Of Thee I Sing
By Barack Obama. Knopf Books for Young Readers, 2010. 40 pages. $17.99
When I was a kid, President Kennedy’s Profiles in Courage was inescapable—but though it seemed family-friendly, it wasn’t for kids. Inspirational, sure, and community-spirited in that innocuous football-game cheer kind of way, but also militaristically creepy and too struggle-heavy. And, of course, boring to read.
Barack Obama’s a savvier popular writer. Having done well with his inspirational books for grown-ups, he now moves smoothly into the children’s charts, targeting an audience he knows well from being a parent.
Of Thee I Sing is brilliantly structured and marketed. It’s titled in a personal way, as “A Letter to My Daughters.” It begins and ends with pictures of the Obama family’s pet dog. That tone, and the complementary colorful cheeriness of Loren Long’s illustrations in general, sets a gentle, comfortably down-to-earth context for book’s stirring examples of grand American heroism.
The briefly told stories of Helen Keller, Neil Armstrong, Billie Holiday, Albert Einstein, Cesar Chavez et al. (yeah, it’s quite a range) are introduced with affirmations about how special Barack’s (and by extension, everybody’s) children are. My own daughters took to it immediately.

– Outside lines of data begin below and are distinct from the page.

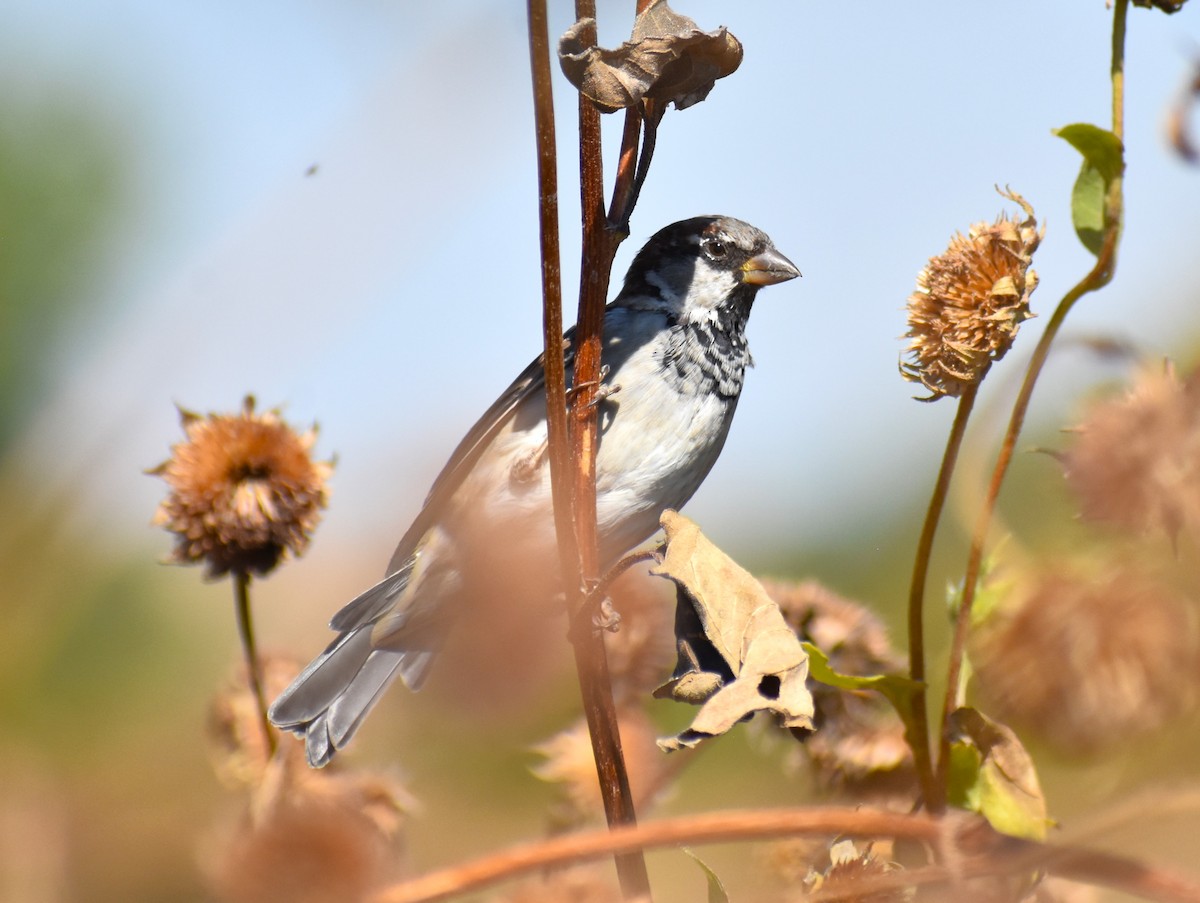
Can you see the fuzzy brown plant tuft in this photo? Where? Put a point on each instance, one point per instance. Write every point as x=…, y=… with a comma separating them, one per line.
x=1087, y=656
x=1135, y=460
x=244, y=490
x=970, y=303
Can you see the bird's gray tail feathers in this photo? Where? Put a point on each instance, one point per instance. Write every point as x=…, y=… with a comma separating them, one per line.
x=328, y=701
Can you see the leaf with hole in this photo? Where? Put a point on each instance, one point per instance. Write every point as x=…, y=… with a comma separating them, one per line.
x=737, y=655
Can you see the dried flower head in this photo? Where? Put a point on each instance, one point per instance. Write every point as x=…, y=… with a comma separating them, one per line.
x=859, y=742
x=310, y=837
x=1087, y=659
x=244, y=491
x=853, y=877
x=237, y=745
x=1137, y=459
x=970, y=303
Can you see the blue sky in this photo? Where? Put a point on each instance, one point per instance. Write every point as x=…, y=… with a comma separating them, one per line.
x=393, y=293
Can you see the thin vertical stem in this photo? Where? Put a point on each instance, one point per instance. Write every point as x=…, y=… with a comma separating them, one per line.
x=1097, y=277
x=552, y=293
x=591, y=658
x=574, y=440
x=918, y=739
x=253, y=668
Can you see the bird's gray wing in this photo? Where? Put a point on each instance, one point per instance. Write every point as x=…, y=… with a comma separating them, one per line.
x=371, y=604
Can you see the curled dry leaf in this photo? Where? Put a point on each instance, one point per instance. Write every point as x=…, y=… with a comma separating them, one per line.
x=991, y=773
x=737, y=655
x=667, y=59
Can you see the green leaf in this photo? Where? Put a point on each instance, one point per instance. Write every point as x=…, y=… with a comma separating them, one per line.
x=1103, y=162
x=717, y=892
x=897, y=688
x=991, y=773
x=1087, y=201
x=1099, y=147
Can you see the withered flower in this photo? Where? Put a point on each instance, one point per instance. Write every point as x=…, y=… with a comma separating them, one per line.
x=244, y=491
x=1135, y=460
x=858, y=745
x=310, y=837
x=853, y=877
x=667, y=59
x=970, y=303
x=1087, y=656
x=239, y=749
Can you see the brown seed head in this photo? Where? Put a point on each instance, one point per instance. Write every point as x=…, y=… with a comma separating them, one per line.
x=970, y=303
x=852, y=878
x=858, y=746
x=244, y=491
x=1087, y=659
x=1137, y=459
x=310, y=837
x=237, y=745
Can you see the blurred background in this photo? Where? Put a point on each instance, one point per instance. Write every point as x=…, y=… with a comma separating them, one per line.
x=333, y=207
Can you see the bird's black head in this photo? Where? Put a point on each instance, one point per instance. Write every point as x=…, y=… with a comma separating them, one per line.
x=705, y=267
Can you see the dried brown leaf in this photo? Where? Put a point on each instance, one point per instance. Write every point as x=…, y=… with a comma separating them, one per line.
x=737, y=655
x=667, y=59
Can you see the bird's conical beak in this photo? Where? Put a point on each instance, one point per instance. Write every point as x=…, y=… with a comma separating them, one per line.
x=768, y=268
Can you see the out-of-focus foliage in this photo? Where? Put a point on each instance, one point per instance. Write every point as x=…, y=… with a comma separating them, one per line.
x=60, y=181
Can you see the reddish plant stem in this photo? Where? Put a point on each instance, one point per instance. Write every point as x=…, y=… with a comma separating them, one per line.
x=918, y=731
x=250, y=650
x=975, y=850
x=576, y=543
x=591, y=658
x=552, y=293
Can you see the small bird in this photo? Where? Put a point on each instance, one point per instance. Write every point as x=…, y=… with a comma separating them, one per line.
x=675, y=358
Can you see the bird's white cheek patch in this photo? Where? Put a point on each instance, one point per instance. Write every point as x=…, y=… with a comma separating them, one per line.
x=709, y=289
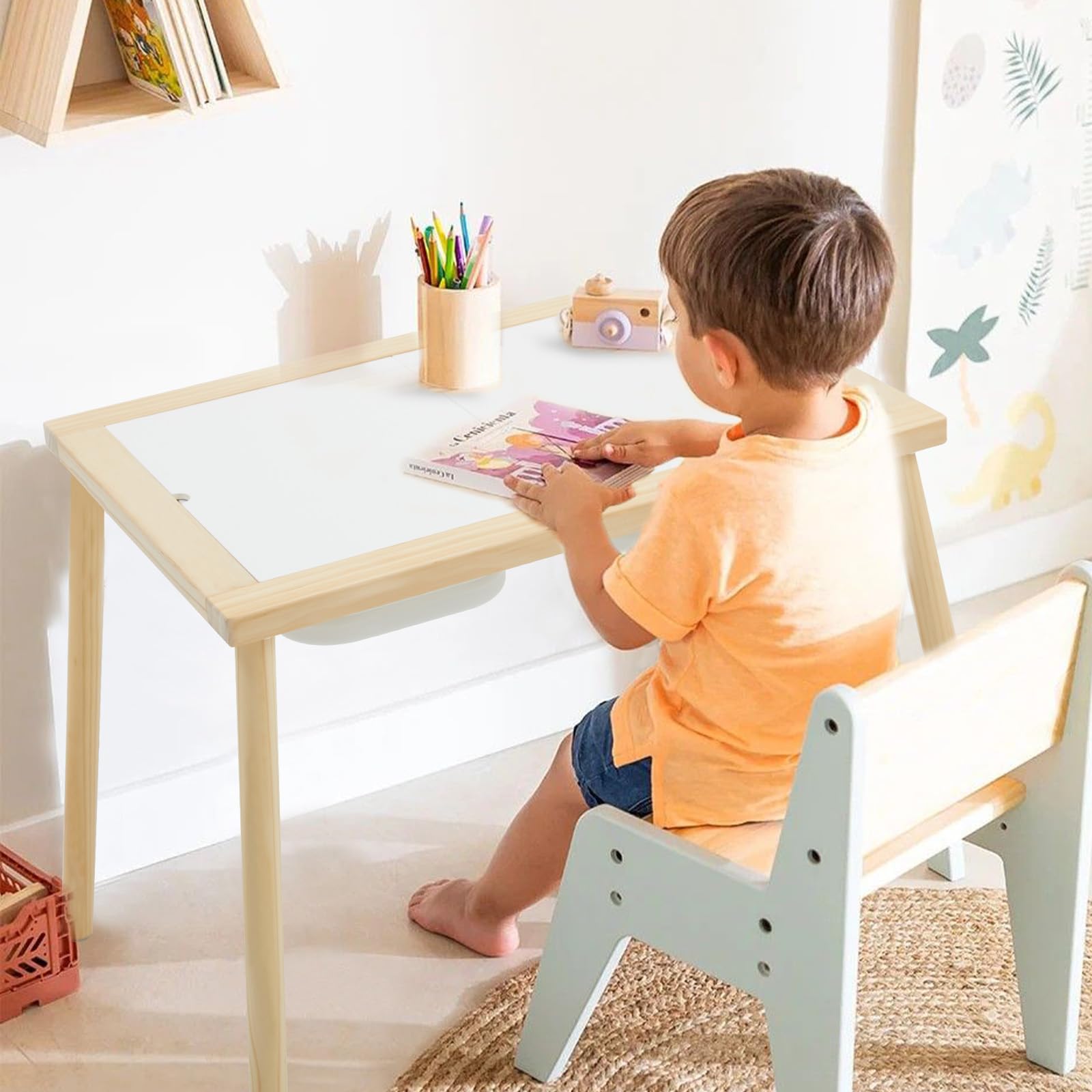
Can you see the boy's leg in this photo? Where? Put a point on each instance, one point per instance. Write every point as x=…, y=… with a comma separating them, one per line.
x=526, y=867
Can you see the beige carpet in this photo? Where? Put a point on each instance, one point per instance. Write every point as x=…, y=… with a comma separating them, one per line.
x=937, y=1010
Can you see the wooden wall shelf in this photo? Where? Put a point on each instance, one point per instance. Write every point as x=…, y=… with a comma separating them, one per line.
x=38, y=60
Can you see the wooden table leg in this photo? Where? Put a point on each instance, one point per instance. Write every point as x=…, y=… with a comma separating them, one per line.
x=260, y=807
x=85, y=689
x=931, y=605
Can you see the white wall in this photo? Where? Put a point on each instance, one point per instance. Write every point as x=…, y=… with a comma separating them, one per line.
x=145, y=259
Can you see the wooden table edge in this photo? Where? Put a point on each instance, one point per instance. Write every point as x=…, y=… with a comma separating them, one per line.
x=244, y=609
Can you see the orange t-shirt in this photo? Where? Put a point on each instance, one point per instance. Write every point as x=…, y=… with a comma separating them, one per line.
x=769, y=571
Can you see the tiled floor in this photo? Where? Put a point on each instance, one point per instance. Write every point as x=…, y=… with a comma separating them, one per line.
x=163, y=1005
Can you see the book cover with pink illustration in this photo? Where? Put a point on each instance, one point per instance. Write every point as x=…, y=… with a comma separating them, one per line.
x=522, y=442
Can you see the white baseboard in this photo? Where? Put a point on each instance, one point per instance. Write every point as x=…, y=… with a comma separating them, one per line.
x=150, y=822
x=1019, y=551
x=142, y=824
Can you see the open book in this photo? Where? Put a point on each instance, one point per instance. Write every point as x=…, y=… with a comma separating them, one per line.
x=522, y=442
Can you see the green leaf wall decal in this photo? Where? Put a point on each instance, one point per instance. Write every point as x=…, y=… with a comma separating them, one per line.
x=1030, y=79
x=1031, y=298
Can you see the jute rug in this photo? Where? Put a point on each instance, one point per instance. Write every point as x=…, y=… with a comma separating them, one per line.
x=938, y=1010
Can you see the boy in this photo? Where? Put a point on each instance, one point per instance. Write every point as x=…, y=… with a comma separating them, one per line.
x=771, y=564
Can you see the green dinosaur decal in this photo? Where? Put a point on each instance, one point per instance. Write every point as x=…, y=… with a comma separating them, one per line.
x=1030, y=79
x=966, y=342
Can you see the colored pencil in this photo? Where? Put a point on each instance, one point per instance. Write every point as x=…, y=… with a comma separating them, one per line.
x=473, y=268
x=440, y=231
x=431, y=254
x=449, y=261
x=467, y=235
x=418, y=245
x=483, y=270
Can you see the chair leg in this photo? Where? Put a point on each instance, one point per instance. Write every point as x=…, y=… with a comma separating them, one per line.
x=1048, y=920
x=931, y=605
x=575, y=970
x=1046, y=846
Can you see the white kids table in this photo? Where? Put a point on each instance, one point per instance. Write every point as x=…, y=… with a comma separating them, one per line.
x=298, y=518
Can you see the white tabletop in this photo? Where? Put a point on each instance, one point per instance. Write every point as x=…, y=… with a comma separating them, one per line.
x=308, y=472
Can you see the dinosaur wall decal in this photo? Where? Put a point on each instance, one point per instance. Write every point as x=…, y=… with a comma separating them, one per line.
x=986, y=216
x=1011, y=468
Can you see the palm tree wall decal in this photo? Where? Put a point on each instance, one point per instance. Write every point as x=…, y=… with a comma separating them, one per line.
x=962, y=347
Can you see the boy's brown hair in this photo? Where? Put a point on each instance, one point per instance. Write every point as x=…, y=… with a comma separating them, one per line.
x=795, y=265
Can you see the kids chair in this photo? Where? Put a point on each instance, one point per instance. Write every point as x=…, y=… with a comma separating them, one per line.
x=986, y=740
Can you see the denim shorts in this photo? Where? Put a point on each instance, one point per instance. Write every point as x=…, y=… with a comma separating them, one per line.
x=627, y=788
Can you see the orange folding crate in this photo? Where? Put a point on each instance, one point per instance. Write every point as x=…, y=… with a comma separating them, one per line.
x=40, y=960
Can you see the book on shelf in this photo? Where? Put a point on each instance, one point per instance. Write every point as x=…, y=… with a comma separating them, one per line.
x=169, y=48
x=521, y=442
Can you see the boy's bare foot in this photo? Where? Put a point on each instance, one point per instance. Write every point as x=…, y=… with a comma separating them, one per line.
x=444, y=906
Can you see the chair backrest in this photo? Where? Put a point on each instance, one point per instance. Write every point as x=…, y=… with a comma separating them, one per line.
x=972, y=711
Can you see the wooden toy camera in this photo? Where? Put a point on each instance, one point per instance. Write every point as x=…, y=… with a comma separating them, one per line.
x=605, y=317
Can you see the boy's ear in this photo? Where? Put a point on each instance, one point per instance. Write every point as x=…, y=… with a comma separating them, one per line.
x=723, y=349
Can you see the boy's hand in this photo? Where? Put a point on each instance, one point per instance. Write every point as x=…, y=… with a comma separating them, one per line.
x=644, y=442
x=568, y=498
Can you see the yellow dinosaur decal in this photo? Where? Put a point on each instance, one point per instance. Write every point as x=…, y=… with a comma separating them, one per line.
x=1011, y=468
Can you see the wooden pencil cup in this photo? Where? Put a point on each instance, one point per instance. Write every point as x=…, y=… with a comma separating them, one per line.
x=459, y=331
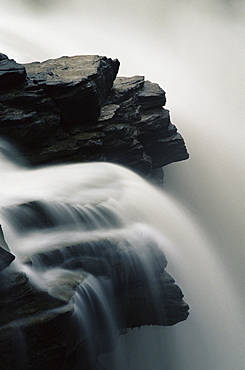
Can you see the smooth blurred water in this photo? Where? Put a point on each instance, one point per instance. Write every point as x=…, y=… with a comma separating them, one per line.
x=194, y=50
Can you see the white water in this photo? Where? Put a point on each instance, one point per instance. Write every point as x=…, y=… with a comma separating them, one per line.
x=194, y=50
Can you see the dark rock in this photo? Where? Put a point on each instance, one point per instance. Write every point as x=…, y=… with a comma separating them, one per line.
x=11, y=73
x=68, y=111
x=78, y=85
x=5, y=258
x=28, y=116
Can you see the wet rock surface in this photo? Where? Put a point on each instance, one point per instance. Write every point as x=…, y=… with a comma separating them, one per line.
x=69, y=110
x=75, y=109
x=39, y=327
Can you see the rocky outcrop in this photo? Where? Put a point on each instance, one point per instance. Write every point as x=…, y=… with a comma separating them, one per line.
x=69, y=110
x=39, y=328
x=75, y=109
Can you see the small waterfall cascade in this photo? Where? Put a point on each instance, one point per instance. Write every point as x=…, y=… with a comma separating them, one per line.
x=57, y=219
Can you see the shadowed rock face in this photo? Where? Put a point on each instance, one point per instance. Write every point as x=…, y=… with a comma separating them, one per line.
x=69, y=110
x=39, y=328
x=74, y=109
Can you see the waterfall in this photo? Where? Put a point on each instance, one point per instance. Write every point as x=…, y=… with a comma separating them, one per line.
x=194, y=50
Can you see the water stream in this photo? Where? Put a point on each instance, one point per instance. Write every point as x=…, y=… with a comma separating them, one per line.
x=193, y=49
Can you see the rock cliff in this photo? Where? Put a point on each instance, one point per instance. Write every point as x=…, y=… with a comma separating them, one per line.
x=75, y=109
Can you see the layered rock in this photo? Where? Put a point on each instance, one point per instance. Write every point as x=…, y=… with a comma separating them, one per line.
x=74, y=109
x=39, y=328
x=69, y=110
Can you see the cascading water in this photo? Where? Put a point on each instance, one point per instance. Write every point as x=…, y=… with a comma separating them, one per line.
x=195, y=53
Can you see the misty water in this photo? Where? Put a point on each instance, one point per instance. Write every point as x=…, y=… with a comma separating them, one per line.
x=193, y=49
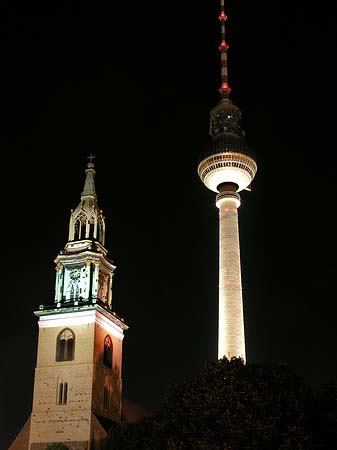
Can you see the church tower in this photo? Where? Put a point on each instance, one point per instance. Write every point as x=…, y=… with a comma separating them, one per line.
x=78, y=382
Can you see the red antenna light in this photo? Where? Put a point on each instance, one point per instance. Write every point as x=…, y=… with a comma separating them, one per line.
x=223, y=47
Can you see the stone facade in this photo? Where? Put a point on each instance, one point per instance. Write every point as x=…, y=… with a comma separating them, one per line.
x=88, y=380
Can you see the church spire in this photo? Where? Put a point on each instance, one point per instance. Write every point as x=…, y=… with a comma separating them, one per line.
x=89, y=186
x=87, y=221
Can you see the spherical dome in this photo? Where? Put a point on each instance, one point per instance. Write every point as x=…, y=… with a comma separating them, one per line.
x=229, y=158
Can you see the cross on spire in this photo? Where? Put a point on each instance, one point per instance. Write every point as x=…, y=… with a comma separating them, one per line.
x=91, y=157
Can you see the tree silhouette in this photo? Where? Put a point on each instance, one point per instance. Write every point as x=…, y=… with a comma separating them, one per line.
x=236, y=406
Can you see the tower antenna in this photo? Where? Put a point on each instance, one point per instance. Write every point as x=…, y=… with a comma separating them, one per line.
x=223, y=47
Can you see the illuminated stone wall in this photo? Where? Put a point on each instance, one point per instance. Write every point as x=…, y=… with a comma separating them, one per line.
x=50, y=421
x=231, y=324
x=86, y=376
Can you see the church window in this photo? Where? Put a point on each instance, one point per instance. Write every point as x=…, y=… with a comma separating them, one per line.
x=106, y=397
x=62, y=395
x=65, y=345
x=107, y=353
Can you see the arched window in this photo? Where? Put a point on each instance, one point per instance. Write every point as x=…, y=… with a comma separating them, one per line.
x=62, y=394
x=65, y=345
x=106, y=397
x=107, y=354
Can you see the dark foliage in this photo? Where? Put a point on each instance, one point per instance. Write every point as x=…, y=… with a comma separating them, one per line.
x=233, y=406
x=57, y=447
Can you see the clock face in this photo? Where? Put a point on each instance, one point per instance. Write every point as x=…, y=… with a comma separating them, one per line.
x=75, y=274
x=103, y=286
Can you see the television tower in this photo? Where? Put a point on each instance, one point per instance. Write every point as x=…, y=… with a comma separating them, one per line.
x=228, y=169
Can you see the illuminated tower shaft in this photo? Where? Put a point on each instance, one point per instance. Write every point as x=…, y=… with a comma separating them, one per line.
x=231, y=338
x=228, y=168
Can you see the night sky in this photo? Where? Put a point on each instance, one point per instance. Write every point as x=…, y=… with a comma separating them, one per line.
x=133, y=83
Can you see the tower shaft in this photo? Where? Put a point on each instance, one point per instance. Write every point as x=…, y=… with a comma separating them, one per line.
x=231, y=338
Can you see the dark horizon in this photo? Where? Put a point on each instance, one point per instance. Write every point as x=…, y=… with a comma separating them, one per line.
x=136, y=91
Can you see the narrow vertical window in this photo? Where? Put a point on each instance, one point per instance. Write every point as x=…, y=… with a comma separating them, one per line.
x=65, y=345
x=65, y=393
x=107, y=353
x=106, y=397
x=62, y=394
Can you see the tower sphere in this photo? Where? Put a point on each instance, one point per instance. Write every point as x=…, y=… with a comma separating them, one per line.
x=230, y=159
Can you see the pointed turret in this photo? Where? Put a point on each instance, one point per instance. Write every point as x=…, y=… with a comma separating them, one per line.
x=87, y=221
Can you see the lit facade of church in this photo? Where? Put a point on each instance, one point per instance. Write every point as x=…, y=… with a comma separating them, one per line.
x=78, y=375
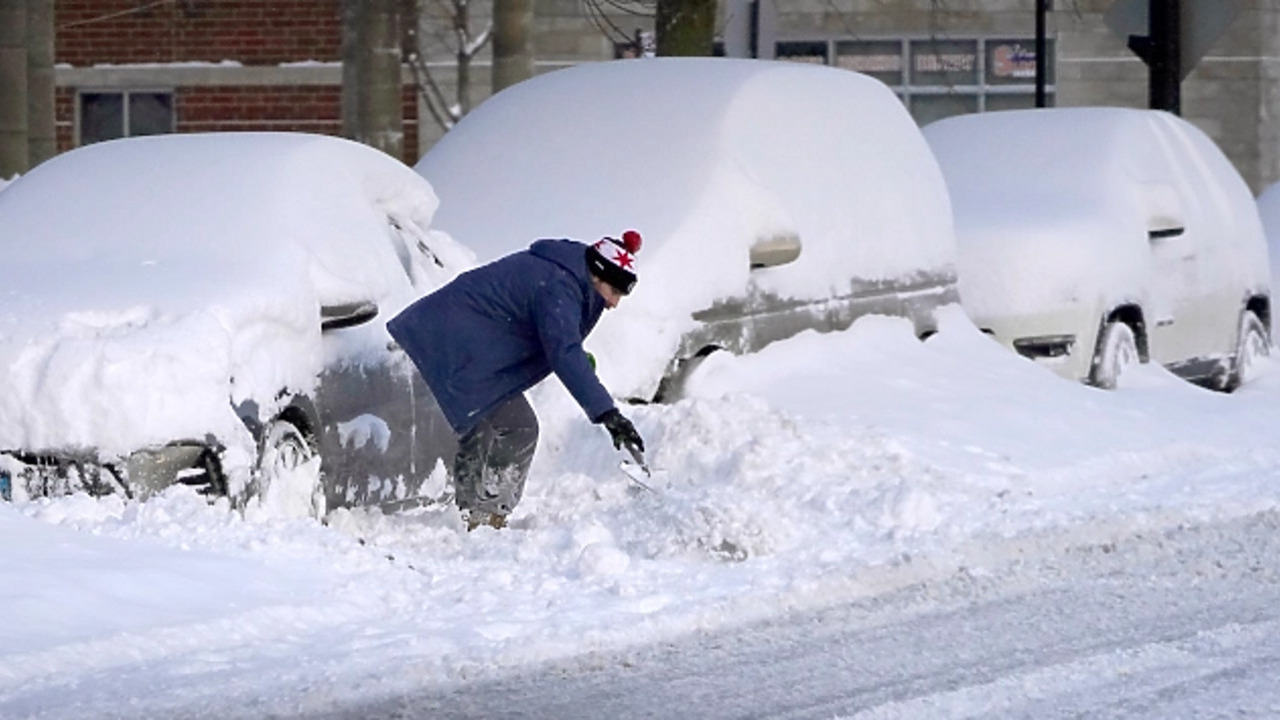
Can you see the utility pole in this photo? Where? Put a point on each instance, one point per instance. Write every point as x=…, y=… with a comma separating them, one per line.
x=1041, y=51
x=14, y=154
x=371, y=101
x=512, y=42
x=41, y=130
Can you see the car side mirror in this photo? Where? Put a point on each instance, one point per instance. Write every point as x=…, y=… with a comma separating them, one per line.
x=773, y=251
x=347, y=315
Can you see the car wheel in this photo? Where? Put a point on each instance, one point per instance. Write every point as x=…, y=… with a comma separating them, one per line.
x=1252, y=345
x=1118, y=351
x=287, y=477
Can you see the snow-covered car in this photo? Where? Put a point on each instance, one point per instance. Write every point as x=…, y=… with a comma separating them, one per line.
x=197, y=309
x=773, y=197
x=1091, y=238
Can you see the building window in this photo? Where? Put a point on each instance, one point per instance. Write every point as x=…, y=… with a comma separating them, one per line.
x=110, y=114
x=937, y=78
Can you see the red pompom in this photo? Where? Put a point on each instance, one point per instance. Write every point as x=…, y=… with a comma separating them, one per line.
x=631, y=241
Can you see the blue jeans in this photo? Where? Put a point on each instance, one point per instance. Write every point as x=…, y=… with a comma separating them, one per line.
x=493, y=459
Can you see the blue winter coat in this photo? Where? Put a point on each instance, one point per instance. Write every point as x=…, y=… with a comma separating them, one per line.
x=498, y=329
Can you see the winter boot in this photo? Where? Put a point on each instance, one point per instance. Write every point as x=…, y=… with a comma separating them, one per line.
x=476, y=518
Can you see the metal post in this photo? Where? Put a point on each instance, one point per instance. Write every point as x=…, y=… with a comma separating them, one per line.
x=1165, y=63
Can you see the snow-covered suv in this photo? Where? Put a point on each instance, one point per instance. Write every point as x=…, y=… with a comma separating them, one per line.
x=200, y=309
x=1095, y=237
x=773, y=197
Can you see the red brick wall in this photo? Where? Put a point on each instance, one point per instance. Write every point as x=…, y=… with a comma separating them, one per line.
x=252, y=32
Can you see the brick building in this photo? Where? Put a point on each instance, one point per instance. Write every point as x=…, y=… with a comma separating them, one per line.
x=128, y=67
x=158, y=65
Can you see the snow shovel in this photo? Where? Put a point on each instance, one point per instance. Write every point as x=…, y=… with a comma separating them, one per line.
x=636, y=468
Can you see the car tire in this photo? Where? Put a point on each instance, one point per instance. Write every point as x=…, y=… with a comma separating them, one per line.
x=1118, y=351
x=1252, y=343
x=287, y=477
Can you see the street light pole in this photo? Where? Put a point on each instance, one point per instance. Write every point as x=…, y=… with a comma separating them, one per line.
x=1165, y=65
x=1041, y=51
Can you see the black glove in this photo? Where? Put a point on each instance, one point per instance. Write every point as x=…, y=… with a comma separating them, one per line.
x=621, y=429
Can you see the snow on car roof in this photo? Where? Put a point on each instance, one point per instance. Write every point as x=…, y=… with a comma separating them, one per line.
x=1055, y=204
x=704, y=156
x=142, y=274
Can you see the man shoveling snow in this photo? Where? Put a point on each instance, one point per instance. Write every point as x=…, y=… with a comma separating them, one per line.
x=497, y=331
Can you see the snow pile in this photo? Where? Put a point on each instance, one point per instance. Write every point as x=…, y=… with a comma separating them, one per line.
x=1269, y=208
x=705, y=158
x=150, y=283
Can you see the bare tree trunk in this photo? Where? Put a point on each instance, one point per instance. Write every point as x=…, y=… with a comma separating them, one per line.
x=14, y=154
x=41, y=130
x=512, y=42
x=371, y=108
x=685, y=27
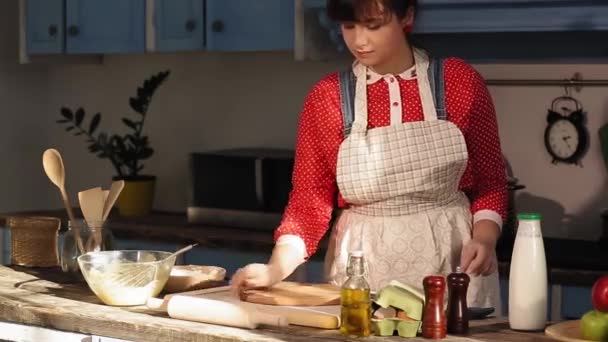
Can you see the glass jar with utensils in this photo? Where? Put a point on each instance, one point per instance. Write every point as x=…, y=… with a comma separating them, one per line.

A lot of people have expressed disappointment with Barack Obama’s pace in fixing every last thing that’s wrong with this country. Whenever it’s appropriate to look back at his legacy as a leader—and hopefully that time will be at least six years, not two years, from now—I think I’ll be remembering this positivist, uplifting, culturally astute and unassumingly education picture book as one of his quiet triumphs.